Earlier this week, the United States Environmental Protection Agency announced new guidelines under the Clean Air Act limiting carbon dioxide emissions from existing power plants. The move comes in the wake of the federal government’s Third National Climate Assessment, exposing the serious risk climate change poses to the nation’s economy and security. Applauded by environmentalists, the EPA move was quick to draw the ire of climate change skeptics and myopic economists who fail to see the forest for the smog-obscured trees.
Critics say that limiting carbon emissions from existing power plants in the name of combatting climate change will undermine the U.S. economy and hurt the American people. But more than half a century’s worth of data from the Energy Information Administration shows that the United States’ GDP grew by more than 720% between 1950 and 2013, while energy consumption per dollar of GDP declined by more than 60% during the same period. The U.S. has retained its place as one of the most robust economies in the world while steadily decreasing the energy and carbon intensity of that economy. Lately this has been especially true of electricity: in 2012 alone, weather-adjusted electricity used per dollar of GDP fell by 3.4%.

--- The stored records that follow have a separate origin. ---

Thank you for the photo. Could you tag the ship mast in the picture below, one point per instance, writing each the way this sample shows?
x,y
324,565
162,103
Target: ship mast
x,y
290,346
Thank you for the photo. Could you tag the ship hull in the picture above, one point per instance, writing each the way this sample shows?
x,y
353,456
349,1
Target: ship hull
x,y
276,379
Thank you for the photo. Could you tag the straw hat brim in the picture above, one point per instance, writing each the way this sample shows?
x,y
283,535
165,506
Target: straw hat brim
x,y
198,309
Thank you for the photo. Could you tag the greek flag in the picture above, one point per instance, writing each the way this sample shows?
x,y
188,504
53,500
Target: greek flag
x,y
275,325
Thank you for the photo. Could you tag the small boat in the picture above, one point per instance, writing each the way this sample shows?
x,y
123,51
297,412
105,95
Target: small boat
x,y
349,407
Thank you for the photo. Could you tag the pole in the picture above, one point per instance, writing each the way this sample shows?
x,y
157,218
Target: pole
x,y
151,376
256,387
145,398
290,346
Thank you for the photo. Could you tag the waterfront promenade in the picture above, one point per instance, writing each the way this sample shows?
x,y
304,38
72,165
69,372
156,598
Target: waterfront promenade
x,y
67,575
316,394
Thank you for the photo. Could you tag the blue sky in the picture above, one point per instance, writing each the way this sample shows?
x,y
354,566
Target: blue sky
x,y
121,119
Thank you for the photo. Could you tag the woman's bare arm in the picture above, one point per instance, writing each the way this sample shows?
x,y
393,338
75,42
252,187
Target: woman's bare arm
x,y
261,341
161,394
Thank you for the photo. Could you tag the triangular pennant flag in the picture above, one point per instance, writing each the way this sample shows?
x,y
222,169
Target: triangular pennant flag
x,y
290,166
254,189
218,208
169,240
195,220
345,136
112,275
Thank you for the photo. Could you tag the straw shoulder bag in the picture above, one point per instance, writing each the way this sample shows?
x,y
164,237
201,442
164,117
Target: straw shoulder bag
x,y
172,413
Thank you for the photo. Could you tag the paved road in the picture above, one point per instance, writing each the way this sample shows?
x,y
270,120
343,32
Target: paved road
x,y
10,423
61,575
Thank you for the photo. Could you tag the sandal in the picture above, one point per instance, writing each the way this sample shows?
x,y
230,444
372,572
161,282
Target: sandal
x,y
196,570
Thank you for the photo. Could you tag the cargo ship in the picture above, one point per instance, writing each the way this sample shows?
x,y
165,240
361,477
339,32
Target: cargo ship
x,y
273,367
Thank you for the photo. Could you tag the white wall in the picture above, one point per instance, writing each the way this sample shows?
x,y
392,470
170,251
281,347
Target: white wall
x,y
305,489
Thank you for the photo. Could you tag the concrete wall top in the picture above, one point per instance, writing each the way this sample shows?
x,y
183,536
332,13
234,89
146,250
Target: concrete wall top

But we must do better, the new EPA regulations take us an important step in that direction, and other countries show that we can do better without sacrificing our economy in the process. For example, among the U.S., Germany, and Japan—three of the world’s top four economies—Germany and Japan’s CO2 emissions per capita are nearly identical, while per capita emissions in the U.S. are an unconscionable 93% higher.
The United States’ own economic, energy, and carbon trajectories, and the even more impressive trajectories of some of our peer nations, show that addressing climate change is very unlikely to incur the economic costs fear-mongering critics say they would.
The loudest such critic of late has undoubtedly been the U.S. Chamber of Commerce. In a report released last week, the group attempted to strike fear in the hearts of Americans, claiming that the EPA’s new carbon emissions regulations would cost the U.S. economy $51 billion per year. As many have noted, the Chamber’s report grossly overstates the potential costs, for example by assuming exceedingly high per capita energy demand growth, when in fact stagnant annual nationwide electricity consumption has proved itself the new norm. (Electricity use has in fact been driving down ever since 2007 even as the economy rebounded.) But even if we take the Chamber’s outsized numbers at face value, they fail to hold weight.
Simply consider the economic impact of the severe weather the U.S. can expect to get worse under continued global warming. Eight of the ten most expensive hurricanes in U.S. history have occurred in the past decade. They include Katrina ($148 billion) and Sandy ($71 billion) and a long list of others that make $51 billion a year to stop loading the dice in favor of superstorms seem like a drop in the bucket, which it is.
As Paul Krugman noted in a New York Times op-ed last week, the U.S. boasts a $17 trillion economy, so $51 billion amounts to one-third of one percent. Against the sheer size of the U.S. economy, it’s nothing more than a decimal place rounding error to take meaningful action against one of the greatest threats to the nation’s people, environment, and economy.
In fact, upon closer scrutiny, we discover there isn’t a cost at all, but rather an opportunity. The prevailing attitude suggests that we cannot afford not to spend the requisite, substantial money fighting climate change. However, fighting climate change actually turns out to be not just exceedingly cheap but economically profitable, even if its avoided costs, like storm damage and underwater coastal real estate, were worth zero. That’s right: the Chamber of Commerce, purportedly the voice of American business, got the sign wrong, representing a profit as if it were a cost.
Indeed, RMI’s own rigorous analysis, Reinventing Fire, found the U.S. could transition to a 2050 economy energized by tripled efficiency and 75% renewables for a $5 trillion net-present-value savings—not net cost—while supporting a 158% bigger U.S. economy and slashing carbon emissions to 82–86% below 2000 levels. (This conservatively values climate change and all other hidden or “external” costs at zero.) That economically robust, climate-friendly future for the United States includes building a new electricity system powered 80% by renewables, half of them distributed on places like homeowners’ rooftops, and highly resilient against cascading blackouts—for essentially the same cost as simply maintaining the dirty, insecure, fossil-fuel-burning electricity system we have today.
Equally importantly, it positions the U.S. economy much better for a new reality where competitiveness does not come from burning coal, oil, or gas with a multitude of health, resilience, and environmental downsides, but instead from building on the rapidly increasing competitiveness of solar, wind, battery, and efficiency technologies that all create jobs and prosperity. In this energy revolution that is already well on its way, the U.S. stands much to gain from being at the leading edge, rather than denying or thwarting it.
With the EPA’s new carbon emissions regulations, the U.S. at last takes meaningful action to tackle the root causes of climate change. Let’s not get distracted by those who’d have us believe this move will harm Americans’ wallets and pocketbooks. The question we should be debating is: who will seize the biggest piece of this tremendous opportunity? As Rocky Mountain Institute co-founder and chief scientist Amory Lovins wrote in a 1997 paper on climate change economics, “What costs? The interesting thing is who should get the profits!”